Radmobilität, E-Mobilität, Park and Ride, CarSharing, ÖPNV (öffentlicher Nahverkehr) sollen gefördert und attraktiv ausgebaut werden“, empfiehlt Oberbürgermeisterkandidat Michael von den Berg (Bündnis 90 / Die Grünen), „Hinzu werden breitere Gehwege und Zebrastreifen die Mobilität für jede Generation bedarfsgerecht gestalten. Die Älteren bewegen sich sicher mit dem Rollator, Jugendliche und Kinder nehmen erst den Bus und steigen dann auf E-Scooter um.”

Alle nutzen ihre Fahrräder, den ÖPNV und die Sharing Angebote. Die Luft wird besser, unsere Innenstadt zum attraktiven Lebensraum mit genug Bänken und schönen Sitzgelegenheiten. Autonome E-Bus-Shuttel verbinden den Innenstadtkern. Eine MobilitätsApp zeigt bequem die schnellsten Wege und Verbindungen auf und mit einem Klick kann ein Ticket für alle Verkehrsträger gebucht werden.
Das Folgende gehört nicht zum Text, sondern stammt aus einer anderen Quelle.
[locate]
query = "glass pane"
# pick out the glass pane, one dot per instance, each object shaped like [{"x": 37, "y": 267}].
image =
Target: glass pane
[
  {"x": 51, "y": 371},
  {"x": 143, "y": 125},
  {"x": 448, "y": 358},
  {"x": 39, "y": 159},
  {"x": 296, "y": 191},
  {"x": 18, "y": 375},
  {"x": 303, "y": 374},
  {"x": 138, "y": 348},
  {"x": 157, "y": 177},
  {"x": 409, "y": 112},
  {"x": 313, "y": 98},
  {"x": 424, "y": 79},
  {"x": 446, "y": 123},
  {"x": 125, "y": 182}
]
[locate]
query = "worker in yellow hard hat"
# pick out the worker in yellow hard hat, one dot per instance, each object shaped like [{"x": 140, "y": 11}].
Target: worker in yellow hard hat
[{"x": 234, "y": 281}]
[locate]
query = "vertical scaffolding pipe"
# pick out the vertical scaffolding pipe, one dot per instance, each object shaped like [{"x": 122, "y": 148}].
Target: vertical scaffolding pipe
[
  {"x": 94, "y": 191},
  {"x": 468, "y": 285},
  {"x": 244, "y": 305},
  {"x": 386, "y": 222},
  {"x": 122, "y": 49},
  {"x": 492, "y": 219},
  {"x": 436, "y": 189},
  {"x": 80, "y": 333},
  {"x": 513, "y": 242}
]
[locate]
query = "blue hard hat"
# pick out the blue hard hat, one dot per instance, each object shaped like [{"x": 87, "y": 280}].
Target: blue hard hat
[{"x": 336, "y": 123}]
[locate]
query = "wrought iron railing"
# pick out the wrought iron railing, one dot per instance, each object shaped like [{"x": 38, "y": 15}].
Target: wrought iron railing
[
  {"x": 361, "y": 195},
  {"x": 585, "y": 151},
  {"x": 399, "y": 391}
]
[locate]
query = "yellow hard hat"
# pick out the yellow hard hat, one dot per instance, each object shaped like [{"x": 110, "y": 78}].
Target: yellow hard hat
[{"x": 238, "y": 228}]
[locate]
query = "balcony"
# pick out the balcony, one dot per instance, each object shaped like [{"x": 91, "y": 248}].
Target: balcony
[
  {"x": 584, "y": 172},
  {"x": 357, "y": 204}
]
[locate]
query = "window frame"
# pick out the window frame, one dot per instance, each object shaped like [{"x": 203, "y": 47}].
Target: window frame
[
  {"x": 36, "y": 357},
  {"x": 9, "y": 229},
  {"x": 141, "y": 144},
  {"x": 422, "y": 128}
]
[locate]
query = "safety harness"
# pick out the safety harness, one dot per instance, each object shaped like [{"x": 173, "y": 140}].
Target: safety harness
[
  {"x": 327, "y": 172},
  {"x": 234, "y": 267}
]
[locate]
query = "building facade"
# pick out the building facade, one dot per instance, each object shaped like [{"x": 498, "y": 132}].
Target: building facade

„Ein Grundsatzbeschluss des Stadtrates zur Verbesserung der Situation für Radfahrer*innen und Fußgänger*innen ist unumgänglich.Auf ihn können sich alle Beteiligten und Betroffenen – Politiker, Verwaltung, Polizei, Bürger*innen– immer wieder berufen.Dafür ist es wichtig, zuvor alle Bürger*innen und Interessengruppen transparent mit einzubinden, ihre Meinungen anzuhören und sie ernst zu nehmen. So lassen sich Informationen aus den unterschiedlichsten Blickwinkeln sammeln, und zielorientiert strukturieren.“

Verkehrsverbände wie der ADAC (Allgemeiner Deutscher Automobil-Club), der VCD (Verkehrsclub Deutschland), der ADFC (Allgemeine Deutsche Fahrrad-Club), Seniorenbeiräte, Studentenvertreter*innen, Tourismusbeauftragte, Fahrradkuriere, Polizei, Parteien – all diese Interessenvertreter*innen gilt es durch die Verwaltung zu gewinnen. Politiker, Bürger*innen,Ehrenamtliche und Mitarbeiter*innen aller Verwaltungseinrichtungen in Wilhelmshaven müssen Vorbilder sein und Lust auf Wilhelmshaven als Vorzeigestadt zu machen.

Kopenhagen ist schon heute ein wichtiger Indikator für eine nachhaltige und umweltfreundliche Entwicklung des Individualverkehrs“, schwärmt Oberbürgermeisterkandidat Michael von den Berg (Bündnis 90 / Die Grünen), „Dort fahren schon 40 Prozent der Bürger*innen mit dem Fahrrad auf Radwegen, die durch Erhöhungen von den Straßen getrennt wurden. Die dänische Hauptstadt ist ein vorbildlicher Indikator, für die zukünftige Infrastrukturgestaltung des Oberzentrums Wilhelmshaven.”